Thomas Blake

Personal information
- Full name: Thomas Gage Blake
- Born: 10 April 1805 Midhurst, Sussex, England
- Died: 1895 (aged 89–90) Bury St Edmunds, Suffolk, England
- Role: Wicket-keeper
- Relations: George Fillingham (nephew); William Blake (nephew);

Domestic team information
- 1830: Suffolk
- 1830: Sussex
- 1832: MCC

Career statistics
| Competition | First-class |
| Matches | 7 |
| Runs scored | 102 |
| Batting average | 9.27 |
| 100s/50s | 0/0 |
| Top score | 26 |
| Catches/stumpings | 3/5 |
- Source: Cricinfo, 21 June 2012

= Thomas Blake (cricketer) =

English cricketer

Thomas Gage Blake (10 April 1805 – 1895) was an English cricketer. He was born at Midhurst, Sussex. Blake's batting style is unknown. He fielded as a wicket-keeper.

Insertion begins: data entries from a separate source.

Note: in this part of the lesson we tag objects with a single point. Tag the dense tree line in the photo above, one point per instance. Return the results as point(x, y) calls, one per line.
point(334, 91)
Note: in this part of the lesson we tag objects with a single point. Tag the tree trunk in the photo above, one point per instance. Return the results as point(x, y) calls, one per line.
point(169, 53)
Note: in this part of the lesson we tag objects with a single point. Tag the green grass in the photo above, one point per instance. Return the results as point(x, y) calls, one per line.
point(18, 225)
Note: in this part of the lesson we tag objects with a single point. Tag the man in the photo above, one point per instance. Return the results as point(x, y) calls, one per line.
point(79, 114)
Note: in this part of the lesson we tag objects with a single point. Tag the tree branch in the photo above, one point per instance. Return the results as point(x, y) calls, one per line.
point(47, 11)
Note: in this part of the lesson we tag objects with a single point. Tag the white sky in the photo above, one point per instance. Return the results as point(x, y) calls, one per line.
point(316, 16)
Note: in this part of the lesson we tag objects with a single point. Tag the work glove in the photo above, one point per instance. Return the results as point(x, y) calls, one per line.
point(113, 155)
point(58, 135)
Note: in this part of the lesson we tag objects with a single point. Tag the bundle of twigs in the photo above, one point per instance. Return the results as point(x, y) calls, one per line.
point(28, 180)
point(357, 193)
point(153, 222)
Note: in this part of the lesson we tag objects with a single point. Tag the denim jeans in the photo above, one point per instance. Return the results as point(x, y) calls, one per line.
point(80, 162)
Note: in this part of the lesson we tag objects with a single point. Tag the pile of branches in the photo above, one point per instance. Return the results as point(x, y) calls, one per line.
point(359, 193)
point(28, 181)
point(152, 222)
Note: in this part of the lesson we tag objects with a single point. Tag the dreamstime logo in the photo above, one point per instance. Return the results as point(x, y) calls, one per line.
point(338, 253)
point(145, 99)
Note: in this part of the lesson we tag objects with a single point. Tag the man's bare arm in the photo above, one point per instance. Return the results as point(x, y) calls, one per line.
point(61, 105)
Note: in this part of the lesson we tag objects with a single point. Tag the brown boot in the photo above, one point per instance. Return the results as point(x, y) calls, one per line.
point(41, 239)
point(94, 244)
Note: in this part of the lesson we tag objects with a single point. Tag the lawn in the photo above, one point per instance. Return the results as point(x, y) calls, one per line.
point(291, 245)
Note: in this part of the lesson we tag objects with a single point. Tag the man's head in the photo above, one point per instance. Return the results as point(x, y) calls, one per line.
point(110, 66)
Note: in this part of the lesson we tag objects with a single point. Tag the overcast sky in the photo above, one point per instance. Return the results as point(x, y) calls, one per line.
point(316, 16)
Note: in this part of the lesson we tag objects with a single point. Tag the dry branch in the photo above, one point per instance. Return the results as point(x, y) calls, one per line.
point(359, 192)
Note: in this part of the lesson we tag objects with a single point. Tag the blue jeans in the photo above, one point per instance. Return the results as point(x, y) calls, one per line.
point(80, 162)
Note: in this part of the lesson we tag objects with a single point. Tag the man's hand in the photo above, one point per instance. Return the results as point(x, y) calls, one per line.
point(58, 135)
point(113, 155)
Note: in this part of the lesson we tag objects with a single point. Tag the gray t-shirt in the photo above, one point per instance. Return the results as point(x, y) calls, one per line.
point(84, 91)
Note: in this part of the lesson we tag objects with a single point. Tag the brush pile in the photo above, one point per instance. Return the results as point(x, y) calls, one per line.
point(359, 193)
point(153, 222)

Blake made his first-class debut for an England XI against Surrey in 1829. The following season he made two first-class appearances for Suffolk: one against the Marylebone Cricket Club (MCC) at Lord's, and against the same team at Field Lane, Bury St Edmunds. He also made two first-class appearances for Sussex, both against Surrey at The Burys, Godalming and Midhurst Cricket Ground. In 1832, he made two first-class appearances for MCC, with both appearances against the Cambridge Town Club at Chatteris Cricket Ground and Parker's Piece, Cambridge. In total, Blake made seven first-class appearances, scoring 102 runs at an average of 9.27, with a high score of 26. Behind the stumps he took 3 catches and made 5 stumpings.

He died at Bury St Edmunds, Suffolk, in 1895, aged 89 or 90. His nephews, George Fillingham and William Blake, both played first-class cricket.